Professor Mark Davis: 20 years after Katrina, southeast Louisiana is still not ready

Twenty years after Hurricane Katrina devastated New Orleans, the failures of the federal levee system remain a cautionary tale about engineering, civic governance and institutional accountability.

Mark Davis, Tulane Law professor and the Director of the Tulane Center for Environmental Law, argues that while Katrina’s winds and storm surge were powerful, it was systemic breakdowns in planning and construction—and not nature alone—that led to catastrophic flooding. In his latest article published by The Data Center and Brookings Institution marking the anniversary of Katrina, Davis calls out decades of flawed engineering, poor civic oversight and shortsighted governance as the root causes of the tragic outcomes.

The levee system protecting New Orleans—a project nearly 60‑ to 90‑percent complete at the time Katrina struck—was commissioned by Congress but inadequately designed and executed by the U.S. Army Corps of Engineers. Major breaches occurred at the 17th Street, London Avenue and Industrial canals, flooding 80 percent of the city and contributing to more than 1,300 deaths and hundreds of billions in damages.

Federal, state and independent investigations repeatedly identified engineering design flaws—such as improperly designed floodwalls and erosion vulnerabilities—and acknowledged that key risks had been ignored or underestimated. In some canals the floodwalls failed without being overtopped; in others, overtopping and scour caused breaches. The controversial navigation channel known as MR‑GO acted as a funnel that amplified storm surge, contributing to the breakdown of key levees.

Read the full article here.

In Davis’s view, recovery efforts since Katrina have improved protection and planning in New Orleans, but progress remains incomplete.

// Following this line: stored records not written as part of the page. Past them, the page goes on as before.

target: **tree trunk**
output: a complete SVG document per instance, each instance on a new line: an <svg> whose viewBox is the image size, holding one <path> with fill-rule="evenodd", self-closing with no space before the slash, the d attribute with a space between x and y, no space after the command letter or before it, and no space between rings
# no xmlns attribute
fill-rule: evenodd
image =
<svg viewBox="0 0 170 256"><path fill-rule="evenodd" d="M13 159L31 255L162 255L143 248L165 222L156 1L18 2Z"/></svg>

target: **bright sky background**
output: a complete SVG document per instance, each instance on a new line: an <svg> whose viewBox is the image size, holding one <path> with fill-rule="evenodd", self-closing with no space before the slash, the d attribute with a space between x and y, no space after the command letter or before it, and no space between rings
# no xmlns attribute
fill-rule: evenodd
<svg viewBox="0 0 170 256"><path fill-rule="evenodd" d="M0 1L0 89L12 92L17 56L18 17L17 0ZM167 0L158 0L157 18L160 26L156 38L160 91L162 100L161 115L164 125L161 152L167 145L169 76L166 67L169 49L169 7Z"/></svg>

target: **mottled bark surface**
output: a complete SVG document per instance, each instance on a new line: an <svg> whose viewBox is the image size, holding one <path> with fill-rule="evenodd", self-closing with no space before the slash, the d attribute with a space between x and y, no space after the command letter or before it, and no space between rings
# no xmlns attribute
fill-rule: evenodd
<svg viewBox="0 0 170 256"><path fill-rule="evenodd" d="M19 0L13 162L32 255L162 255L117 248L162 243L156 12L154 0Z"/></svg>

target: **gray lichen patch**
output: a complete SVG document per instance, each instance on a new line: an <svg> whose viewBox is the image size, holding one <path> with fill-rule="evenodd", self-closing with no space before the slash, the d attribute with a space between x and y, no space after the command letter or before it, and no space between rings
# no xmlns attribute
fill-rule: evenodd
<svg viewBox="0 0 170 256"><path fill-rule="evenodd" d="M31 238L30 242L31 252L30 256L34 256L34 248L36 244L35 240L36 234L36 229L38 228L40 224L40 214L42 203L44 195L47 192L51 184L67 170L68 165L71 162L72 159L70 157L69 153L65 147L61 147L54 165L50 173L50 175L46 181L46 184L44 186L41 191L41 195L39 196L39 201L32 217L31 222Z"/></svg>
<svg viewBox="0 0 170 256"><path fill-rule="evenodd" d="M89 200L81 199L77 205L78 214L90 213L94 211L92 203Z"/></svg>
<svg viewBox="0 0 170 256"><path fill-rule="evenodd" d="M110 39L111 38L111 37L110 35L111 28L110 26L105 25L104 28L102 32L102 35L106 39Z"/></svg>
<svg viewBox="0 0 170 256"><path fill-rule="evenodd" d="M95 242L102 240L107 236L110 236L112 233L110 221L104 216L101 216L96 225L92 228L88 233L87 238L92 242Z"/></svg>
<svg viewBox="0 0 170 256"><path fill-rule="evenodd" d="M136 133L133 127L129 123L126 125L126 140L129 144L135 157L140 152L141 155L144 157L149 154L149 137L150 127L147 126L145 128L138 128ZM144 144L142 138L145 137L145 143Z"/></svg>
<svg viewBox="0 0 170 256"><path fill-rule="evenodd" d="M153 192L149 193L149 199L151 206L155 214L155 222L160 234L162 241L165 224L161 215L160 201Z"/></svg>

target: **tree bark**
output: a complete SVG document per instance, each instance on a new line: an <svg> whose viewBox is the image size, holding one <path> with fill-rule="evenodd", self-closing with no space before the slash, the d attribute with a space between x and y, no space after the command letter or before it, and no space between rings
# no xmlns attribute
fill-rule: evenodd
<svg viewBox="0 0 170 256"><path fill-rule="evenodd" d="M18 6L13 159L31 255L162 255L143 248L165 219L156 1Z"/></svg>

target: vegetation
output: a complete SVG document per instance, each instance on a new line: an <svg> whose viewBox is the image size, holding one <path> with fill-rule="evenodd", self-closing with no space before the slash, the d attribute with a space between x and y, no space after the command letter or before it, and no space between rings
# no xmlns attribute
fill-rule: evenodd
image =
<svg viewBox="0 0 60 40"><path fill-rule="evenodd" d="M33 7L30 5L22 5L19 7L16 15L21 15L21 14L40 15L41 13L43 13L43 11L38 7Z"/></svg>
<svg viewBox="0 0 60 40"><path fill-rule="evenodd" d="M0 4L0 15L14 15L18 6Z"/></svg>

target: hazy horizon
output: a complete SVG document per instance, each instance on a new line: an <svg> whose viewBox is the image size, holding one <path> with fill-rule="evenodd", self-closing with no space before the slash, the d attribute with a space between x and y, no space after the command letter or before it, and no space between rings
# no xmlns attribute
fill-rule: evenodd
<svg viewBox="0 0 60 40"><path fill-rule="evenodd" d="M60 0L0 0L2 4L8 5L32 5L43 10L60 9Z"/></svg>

He poses a series of interrelated questions: Are surge defenses more honest and reliable? Can the region better manage flooding? Has resilience planning matured into a professional, accountable discipline? Is coastal restoration advancing meaningfully? His answer: Yes—to varying degrees—but the work is ongoing. He also warns the region is unprepared for the biggest threat: increased rainfall.

The essay warns that civil and institutional resilience is never a destination but an evolving process. Davis contends that only a sustained commitment to smarter governance, stronger engineering and public accountability will move the region closer to full preparedness—and that much remains to be done.